L2/02-178

To: UTC
Re: Terminology for types of code points
From: Ed Committee
Date: 2001-04-26

The editorial committee is seeking feedback from the UTC on a matter of terminology, having to do with types of code points.

There are the following main types of code points that we need to distinguish:

  1. 'Normal' characters
  2. Format characters
  3. PUA characters*
  4. Surrogate code points*
  5. Noncharacter code points*
  6. 'Open' code points

Notes:

There are different unions of these sets that are used often, and need their own names. Plus at least 'Open' above needs a good name.

  1. All but surrogates
  2. Surrogate, Noncharacter, Open
  3. Normal, Control, PUA
  4. Open, Noncharacter
  5. Open

We then have terminology that we have used imprecisely in the past:

Assigned In the UCD docs, Cn is equated to this
Also used for #1-#5 (e.g. non-open)
Also used for #1-#3 (e.g. code points not assigned to characters)
Unassigned Inverse of Assigned
Scalar Value Code point
Nonsurrogates
Reserved Surrogate, Noncharacter, Open in 10646, with different adjectives qualifying the different groups.

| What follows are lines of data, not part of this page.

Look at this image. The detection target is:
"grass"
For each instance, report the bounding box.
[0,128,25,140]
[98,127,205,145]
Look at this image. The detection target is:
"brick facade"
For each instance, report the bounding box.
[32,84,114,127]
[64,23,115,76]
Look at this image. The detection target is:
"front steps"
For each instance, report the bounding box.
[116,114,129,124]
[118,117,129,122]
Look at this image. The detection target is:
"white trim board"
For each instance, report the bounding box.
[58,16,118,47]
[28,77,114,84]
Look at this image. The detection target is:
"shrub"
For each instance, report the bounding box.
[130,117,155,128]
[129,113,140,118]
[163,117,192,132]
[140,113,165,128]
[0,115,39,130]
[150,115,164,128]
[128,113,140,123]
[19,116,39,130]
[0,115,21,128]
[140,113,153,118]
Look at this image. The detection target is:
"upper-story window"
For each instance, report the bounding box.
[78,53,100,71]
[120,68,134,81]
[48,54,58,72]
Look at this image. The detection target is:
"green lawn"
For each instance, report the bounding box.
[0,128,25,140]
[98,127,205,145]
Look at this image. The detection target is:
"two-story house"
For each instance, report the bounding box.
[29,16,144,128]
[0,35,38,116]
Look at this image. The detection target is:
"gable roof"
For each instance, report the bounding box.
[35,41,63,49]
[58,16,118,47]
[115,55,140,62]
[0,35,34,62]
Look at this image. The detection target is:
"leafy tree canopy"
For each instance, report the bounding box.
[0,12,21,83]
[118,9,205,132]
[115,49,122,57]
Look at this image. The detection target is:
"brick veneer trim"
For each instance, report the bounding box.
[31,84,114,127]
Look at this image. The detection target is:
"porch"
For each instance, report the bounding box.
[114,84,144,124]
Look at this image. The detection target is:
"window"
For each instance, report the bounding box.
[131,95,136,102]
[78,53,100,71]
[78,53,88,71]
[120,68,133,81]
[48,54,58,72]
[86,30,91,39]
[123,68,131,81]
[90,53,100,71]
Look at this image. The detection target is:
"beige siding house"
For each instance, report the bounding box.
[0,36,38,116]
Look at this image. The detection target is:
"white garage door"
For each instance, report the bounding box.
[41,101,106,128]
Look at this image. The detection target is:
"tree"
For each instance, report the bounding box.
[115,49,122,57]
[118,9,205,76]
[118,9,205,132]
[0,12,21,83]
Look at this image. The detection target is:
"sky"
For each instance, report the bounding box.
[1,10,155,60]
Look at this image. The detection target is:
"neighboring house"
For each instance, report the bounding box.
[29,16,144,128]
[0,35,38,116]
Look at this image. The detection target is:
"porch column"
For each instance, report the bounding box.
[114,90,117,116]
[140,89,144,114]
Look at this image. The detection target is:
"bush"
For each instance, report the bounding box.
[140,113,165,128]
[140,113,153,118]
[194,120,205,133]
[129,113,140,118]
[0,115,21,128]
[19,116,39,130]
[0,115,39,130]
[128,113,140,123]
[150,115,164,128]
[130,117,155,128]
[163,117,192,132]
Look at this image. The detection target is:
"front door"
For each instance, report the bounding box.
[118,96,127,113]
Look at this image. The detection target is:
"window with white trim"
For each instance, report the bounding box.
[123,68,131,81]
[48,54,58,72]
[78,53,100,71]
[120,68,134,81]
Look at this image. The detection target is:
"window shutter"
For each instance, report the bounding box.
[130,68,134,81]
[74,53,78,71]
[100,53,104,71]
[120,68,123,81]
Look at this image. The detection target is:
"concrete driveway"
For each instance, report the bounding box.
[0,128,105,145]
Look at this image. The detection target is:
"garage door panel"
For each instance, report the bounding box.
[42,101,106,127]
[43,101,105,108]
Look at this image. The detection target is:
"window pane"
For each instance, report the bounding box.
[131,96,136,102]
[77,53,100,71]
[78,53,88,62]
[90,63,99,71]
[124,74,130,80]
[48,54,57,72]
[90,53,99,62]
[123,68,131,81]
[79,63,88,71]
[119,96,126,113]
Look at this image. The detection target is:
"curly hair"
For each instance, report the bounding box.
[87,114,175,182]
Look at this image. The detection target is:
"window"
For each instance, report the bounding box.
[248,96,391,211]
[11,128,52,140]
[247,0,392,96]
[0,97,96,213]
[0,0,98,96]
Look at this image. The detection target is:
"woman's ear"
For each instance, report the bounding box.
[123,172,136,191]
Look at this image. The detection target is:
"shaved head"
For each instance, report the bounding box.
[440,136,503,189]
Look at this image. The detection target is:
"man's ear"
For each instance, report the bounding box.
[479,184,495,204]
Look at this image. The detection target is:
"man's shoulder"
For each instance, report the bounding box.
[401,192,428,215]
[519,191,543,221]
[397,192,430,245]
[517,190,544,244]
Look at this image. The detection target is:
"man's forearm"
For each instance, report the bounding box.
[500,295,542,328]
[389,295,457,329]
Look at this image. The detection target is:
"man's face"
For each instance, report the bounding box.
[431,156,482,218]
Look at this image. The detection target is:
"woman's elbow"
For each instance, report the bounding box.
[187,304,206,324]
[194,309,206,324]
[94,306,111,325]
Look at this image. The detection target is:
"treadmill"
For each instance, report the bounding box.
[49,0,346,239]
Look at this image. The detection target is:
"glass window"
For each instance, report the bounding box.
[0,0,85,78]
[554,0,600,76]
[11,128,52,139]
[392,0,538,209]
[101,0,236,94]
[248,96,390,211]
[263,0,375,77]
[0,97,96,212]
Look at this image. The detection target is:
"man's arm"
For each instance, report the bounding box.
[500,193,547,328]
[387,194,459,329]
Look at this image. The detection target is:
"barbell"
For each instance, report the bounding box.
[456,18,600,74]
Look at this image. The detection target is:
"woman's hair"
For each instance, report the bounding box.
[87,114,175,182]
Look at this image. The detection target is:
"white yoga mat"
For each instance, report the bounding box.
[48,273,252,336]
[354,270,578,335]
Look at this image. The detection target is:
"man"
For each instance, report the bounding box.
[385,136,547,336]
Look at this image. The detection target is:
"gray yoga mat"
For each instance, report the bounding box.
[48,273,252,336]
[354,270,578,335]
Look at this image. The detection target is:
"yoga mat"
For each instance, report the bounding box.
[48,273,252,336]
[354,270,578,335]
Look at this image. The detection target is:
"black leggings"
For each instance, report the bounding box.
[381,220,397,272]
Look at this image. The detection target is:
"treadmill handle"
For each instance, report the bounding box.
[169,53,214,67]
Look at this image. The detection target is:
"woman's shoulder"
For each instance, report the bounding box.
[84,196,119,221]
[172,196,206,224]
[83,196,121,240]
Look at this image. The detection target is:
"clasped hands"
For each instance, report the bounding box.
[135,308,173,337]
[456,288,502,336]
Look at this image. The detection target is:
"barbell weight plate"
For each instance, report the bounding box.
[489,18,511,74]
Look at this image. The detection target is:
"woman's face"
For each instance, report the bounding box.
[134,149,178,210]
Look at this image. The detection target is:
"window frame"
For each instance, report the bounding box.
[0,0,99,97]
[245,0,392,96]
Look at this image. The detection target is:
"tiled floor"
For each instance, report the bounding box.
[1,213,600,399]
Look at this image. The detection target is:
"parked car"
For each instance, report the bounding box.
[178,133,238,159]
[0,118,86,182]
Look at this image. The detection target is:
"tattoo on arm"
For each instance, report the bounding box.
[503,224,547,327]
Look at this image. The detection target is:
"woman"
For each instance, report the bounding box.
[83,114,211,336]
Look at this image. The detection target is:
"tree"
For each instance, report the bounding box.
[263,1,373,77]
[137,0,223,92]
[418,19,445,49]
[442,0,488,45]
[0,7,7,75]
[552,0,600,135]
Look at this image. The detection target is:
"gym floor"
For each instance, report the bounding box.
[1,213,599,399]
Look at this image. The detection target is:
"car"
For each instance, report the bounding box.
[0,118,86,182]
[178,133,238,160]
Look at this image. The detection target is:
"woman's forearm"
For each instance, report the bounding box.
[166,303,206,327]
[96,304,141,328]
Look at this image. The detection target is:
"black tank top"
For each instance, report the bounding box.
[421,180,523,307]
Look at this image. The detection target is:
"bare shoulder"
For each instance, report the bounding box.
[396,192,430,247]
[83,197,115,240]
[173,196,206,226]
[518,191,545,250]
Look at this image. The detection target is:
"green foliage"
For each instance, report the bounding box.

In coming up with names, we also need to make sure that negations are reasonable: that nonX means all code points that are not X.

The question is, what terms should we choose for A-E. There are a couple of different possible positions:

Term Position1 Position2
A: all but surrogates Nonsurrogate code point Scalar Value code point
B: Surrogate, Noncharacter, Open Noncharacter code point Unassigned code point
C: Normal, Format, PUA Character code point Assigned code point
D: Open, Noncharacter ??? code point ??? code point
E: Open Unassigned code point Nondesignated code point
not Open Assigned code point Designated code point
Noncharacter Internal-Use code point (Infernal-Use ;-) Noncharacter code point
Surrogates Surrogate code point Surrogate code point, Nonscalar value code point

Feedback from the UTC would be most appreciated as to which of these choices would be the most reasonable and least confusing. The committee is not really wonderfully happy with either of these sets of terms; it is very open to different suggestions for a cohesive set!